Une dizaine de jeunes hommes de 17 à 25 ans, de la Rive-Sud, qui semblent avoir pour idole le « loup de Wall Street » et sollicitent des investisseurs sur les réseaux sociaux en faisant miroiter des rendements mirobolants, ont dû couper court à leurs activités.

L'Autorité des marchés financiers (AMF) a obtenu une ordonnance du tribunal pour les obliger à cesser leur recrutement sur Facebook, YouTube, Instagram, Snapchat, Kijiji et ailleurs, et à fermer leurs sites web, qui proposaient des outils pour investir sur le marché des devises.

L'AMF a même demandé une procédure d'urgence pour faire cesser leurs activités, en raison de « motifs impérieux » : ils sollicitent une clientèle jeune et vulnérable, font miroiter des profits irréalistes, auraient déjà recruté au moins 100 investisseurs, diffusent des informations incomplètes et pourraient réaliser des placements illégaux, soutiennent les enquêteurs.

UN ESCROC COMME MODÈLE

Le jugement note que l'un d'eux, Antoine Bouthillier, 19 ans, se vante sur son compte Facebook de ses « lucratives » activités, en diffusant « des photos tirées du film Le loup de Wall Street, mettant en vedette Leonardo DiCaprio dans le rôle du notoire escroc et cocaïnomane Jordan Belfort, lequel passa 22 mois en prison notamment pour détournement de fonds, infractions nombreuses à la législation sur les valeurs mobilières des États-Unis, blanchiment d'argent et pour avoir causé au moins 200 millions de pertes aux investisseurs ».

Des images de ce film étaient aussi publiées sur le site de Finance Stratex, fondée par Simon Brisebois, 25 ans, accompagnées de la mention « They don't teach this shit in school ».
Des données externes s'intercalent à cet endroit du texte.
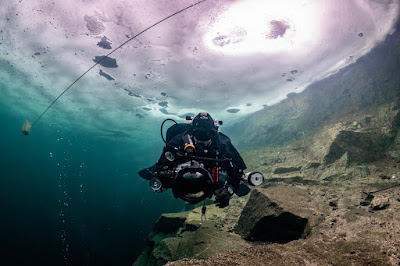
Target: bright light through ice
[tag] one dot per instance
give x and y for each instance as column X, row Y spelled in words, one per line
column 266, row 26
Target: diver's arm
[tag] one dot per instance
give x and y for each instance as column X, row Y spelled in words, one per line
column 234, row 177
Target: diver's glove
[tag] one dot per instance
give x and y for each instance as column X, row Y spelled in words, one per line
column 222, row 196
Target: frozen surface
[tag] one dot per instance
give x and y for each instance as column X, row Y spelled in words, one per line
column 226, row 57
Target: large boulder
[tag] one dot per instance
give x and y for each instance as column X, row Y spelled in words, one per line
column 186, row 235
column 279, row 214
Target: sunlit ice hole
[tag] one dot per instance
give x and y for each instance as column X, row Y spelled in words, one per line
column 254, row 26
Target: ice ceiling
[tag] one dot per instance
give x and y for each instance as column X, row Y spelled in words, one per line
column 227, row 57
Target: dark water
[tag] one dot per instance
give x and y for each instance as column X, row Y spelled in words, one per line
column 73, row 199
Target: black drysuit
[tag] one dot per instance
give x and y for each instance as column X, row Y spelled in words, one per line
column 221, row 148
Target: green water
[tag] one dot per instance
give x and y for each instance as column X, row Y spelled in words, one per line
column 70, row 198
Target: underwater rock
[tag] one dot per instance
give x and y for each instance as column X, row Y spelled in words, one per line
column 169, row 223
column 101, row 73
column 360, row 147
column 282, row 170
column 106, row 62
column 312, row 165
column 379, row 203
column 185, row 235
column 273, row 214
column 104, row 43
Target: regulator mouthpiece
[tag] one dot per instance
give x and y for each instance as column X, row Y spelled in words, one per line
column 26, row 127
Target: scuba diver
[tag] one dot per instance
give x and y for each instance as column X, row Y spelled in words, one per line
column 198, row 161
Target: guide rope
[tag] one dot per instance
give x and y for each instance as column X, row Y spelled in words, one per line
column 106, row 56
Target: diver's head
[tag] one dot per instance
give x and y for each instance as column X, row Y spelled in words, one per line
column 204, row 128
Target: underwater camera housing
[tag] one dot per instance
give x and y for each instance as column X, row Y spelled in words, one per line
column 192, row 182
column 253, row 178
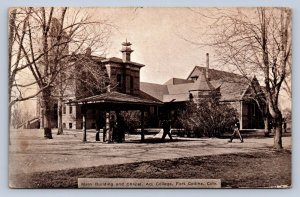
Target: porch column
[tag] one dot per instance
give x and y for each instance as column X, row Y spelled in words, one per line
column 142, row 125
column 108, row 133
column 84, row 122
column 241, row 113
En plus de Bouthillier et de Brisebois, l'ordonnance vise Antoine Charbonneau, Maxime Robichaud, Charley Wion, Étienne Champagne, Alexandro Garcia, Marc-Antoine Bourbonnais, Samuel Jacques et Makir Volcy. Aucun d'entre eux ne détient les permis nécessaires pour exercer des activités de courtage et de placement.
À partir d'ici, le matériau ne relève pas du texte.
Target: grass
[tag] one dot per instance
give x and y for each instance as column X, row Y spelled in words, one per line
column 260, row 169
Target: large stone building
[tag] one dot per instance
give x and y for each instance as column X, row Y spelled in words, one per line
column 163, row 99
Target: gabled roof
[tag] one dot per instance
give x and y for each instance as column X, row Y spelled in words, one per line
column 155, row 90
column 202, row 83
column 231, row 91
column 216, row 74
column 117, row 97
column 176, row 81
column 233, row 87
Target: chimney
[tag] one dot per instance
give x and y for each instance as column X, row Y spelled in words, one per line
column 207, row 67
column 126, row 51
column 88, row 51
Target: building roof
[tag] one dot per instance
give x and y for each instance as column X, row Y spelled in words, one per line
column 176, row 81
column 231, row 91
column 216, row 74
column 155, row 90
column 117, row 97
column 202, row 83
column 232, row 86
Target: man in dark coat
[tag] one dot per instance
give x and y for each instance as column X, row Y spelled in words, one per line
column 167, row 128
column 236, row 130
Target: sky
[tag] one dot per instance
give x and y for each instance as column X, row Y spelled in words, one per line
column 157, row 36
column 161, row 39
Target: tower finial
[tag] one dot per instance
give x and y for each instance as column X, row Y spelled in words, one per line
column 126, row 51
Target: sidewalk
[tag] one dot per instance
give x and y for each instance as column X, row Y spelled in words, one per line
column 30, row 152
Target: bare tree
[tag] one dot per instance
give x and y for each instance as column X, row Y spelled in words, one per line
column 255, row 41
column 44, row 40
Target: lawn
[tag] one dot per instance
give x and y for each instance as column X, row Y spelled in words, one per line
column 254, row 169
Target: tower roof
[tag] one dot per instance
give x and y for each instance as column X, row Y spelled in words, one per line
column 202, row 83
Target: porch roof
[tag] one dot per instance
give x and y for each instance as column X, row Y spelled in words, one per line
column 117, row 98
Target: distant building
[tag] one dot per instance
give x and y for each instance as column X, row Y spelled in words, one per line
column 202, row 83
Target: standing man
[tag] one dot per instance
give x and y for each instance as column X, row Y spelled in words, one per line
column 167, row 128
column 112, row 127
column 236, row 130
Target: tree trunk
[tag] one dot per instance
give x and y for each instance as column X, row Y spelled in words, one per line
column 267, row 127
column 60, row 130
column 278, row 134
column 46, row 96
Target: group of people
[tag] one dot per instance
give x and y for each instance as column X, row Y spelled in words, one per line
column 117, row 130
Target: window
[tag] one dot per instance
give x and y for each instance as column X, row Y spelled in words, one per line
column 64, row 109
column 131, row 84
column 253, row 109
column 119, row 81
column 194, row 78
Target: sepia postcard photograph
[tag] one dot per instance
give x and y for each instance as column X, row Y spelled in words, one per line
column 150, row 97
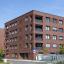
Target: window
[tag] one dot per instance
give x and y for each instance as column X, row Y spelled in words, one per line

Ils affirment avoir fait fortune sur le Forex, le marché sur lequel les devises sont échangées à des taux qui varient en permanence, et tentaient de convaincre d'autres jeunes de faire de même.

GRIMPER DANS L'ORGANISATION

Ils faisaient la promotion des outils proposés par le site américain iMarketsLive.com, dont le modèle d'affaires est basé sur le recrutement de membres, qui ont accès à un système de négociation automatisée et à des conseils d'investissement.

Le « plan de compensation » proposé par le site prévoit des commissions pour les membres qui en recrutent d'autres, une participation aux profits et des primes, à mesure que les participants grimpent les échelons dans l'organisation. On explique par exemple que le niveau « Président 250 » permet d'empocher 250 000 $ par mois.

Le fondateur du site et de l'entreprise International Markets Live, l'Américain Christopher Terry, qui dit être devenu millionnaire grâce au Forex, est d'ailleurs lui aussi visé par les ordonnances de l'AMF, tout comme l'Albertain Daniel Westby, qui aurait atteint le plus haut rang dans l'organisation au Canada et donnerait des formations en français au Québec.

Sur le site, cinq experts affirment avoir obtenu des rendements de 38 % à 162 % sur plus de 30 semaines grâce à leurs transactions sur le Forex. En sollicitant des investisseurs sur Facebook, Maxime Robichaud affirme que l'organisation permet d'obtenir un rendement de 188 %, alors que le risque n'est que de 4 %.

Alexandro Garcia, 22 ans, qui se présente sur Facebook comme un entrepreneur, vendeur et motivateur, demandait il y a deux semaines : « Qui se cherche un emploi dans les six chiffres ? Être un bon vendeur est un must. » Le jeune homme se félicite 45 minutes plus tard d'avoir comblé 11 places sur 20 pour une formation.

Des membres du groupe ont aussi diffusé une vidéo sur YouTube où l'on voit de jeunes hommes affairés à réaliser des transactions en ligne sur leur ordinateur portable. « Je viens juste de faire 338 $. Je vais bientôt avoir assez pour faire mon paiement de Mercedes », dit l'un d'eux. « J'ai fait 1000 $ depuis ce matin », affirme un autre.

Sur son site web, l'AMF met en garde les investisseurs au sujet du Forex. « Ne croyez pas les publicités qui vantent des méthodes infaillibles, des logiciels ou des séminaires de formation coûteux, peut-on lire. Ces publicités offrent de faire de vous des experts et de vous enrichir rapidement. Ce marché n'est pas adapté à tous les profils d'investisseur, si on vous affirme le contraire, méfiez-vous. Comme pour n'importe quel investissement, soyez particulièrement vigilant si on vous garantit de hauts rendements sans risque. »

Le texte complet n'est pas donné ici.